CARING for people in A&E corridors cannot be allowed to continue as new figures show a direct link between overcrowding and patient harm.
The Royal College of Emergency Medicine (RCEM) made the call in response to a Guardian report on a study analysing the care received by more than four million people who attended emergency departments (EDs) in England.
The research found that almost 5,500 patients have died since 2016 because they waited anywhere between six and 11 hours on a trolley for a bed. It found that those deaths represent the total "estimated attributable mortality" from the delays.
RCEM president Dr Katherine Henderson described the findings as "alarming" and said they echo what the College has warned for some time: that "emergency department crowding kills".
She said there is overwhelming evidence that so-called "corridor care" is directly associated with harm for both patients and staff.
She said: "The harm for patients includes delays to getting the right care, simply not getting timely treatment, lack of privacy and dignity and increased complication rates for their illness.

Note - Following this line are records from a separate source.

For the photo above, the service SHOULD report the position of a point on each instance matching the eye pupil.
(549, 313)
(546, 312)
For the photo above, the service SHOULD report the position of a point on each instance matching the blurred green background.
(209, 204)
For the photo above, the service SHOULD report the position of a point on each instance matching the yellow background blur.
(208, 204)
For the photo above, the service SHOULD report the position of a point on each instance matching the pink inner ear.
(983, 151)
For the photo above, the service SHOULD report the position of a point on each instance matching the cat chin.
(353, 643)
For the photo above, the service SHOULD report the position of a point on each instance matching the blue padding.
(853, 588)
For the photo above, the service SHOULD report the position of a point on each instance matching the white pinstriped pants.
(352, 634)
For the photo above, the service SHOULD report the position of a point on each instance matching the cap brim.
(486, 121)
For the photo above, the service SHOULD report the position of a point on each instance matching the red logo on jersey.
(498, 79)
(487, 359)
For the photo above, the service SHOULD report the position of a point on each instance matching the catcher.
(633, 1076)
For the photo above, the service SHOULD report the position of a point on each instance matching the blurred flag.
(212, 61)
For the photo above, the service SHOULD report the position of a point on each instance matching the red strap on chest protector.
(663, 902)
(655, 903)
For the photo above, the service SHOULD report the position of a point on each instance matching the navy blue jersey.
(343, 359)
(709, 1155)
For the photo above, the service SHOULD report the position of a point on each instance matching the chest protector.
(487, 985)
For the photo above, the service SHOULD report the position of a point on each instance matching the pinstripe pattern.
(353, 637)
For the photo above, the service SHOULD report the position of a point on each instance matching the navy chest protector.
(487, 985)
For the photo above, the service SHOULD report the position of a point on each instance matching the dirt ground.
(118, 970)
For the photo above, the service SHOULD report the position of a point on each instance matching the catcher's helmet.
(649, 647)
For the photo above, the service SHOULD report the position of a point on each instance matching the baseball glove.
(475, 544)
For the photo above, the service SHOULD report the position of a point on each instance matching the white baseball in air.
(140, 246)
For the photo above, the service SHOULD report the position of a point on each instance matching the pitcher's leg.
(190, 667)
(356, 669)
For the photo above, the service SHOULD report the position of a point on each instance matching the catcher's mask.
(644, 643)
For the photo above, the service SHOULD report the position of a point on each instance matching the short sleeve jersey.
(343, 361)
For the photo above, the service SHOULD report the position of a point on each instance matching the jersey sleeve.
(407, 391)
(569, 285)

"It has been clear for a long time that this results in higher rates of death in patients who are admitted from overcrowded departments.
"The scale of the effect has previously been described as being of the order of at least a 10 per cent increase in mortality."
While the cause of the increase in mortality is not known, Dr Henderson said it was likely to be a result of cumulative delays in care and errors in care due to overcrowding or from lack of staffing, both in EDs or in the system as a whole.”
She said the College awaited the final peer reviewed publication of the paper from Dr Chris Moulton and Dr Cliff Mann "with interest".
She added: "What is clear is that corridor care cannot be allowed to continue."
She confirmed the College is working with NHS England to develop metrics which measure flow and crowding and are "essential" to ensure patient safety. She called on the government to take steps to address the "dangerously overloaded" system by boosting staff and bed numbers.
An NHS spokesperson told the Guardian: "Actually, the latest official figures show that your chances of dying if you are admitted to hospital are lower than they have been at any time in the last five years despite patients increasingly being older and sicker."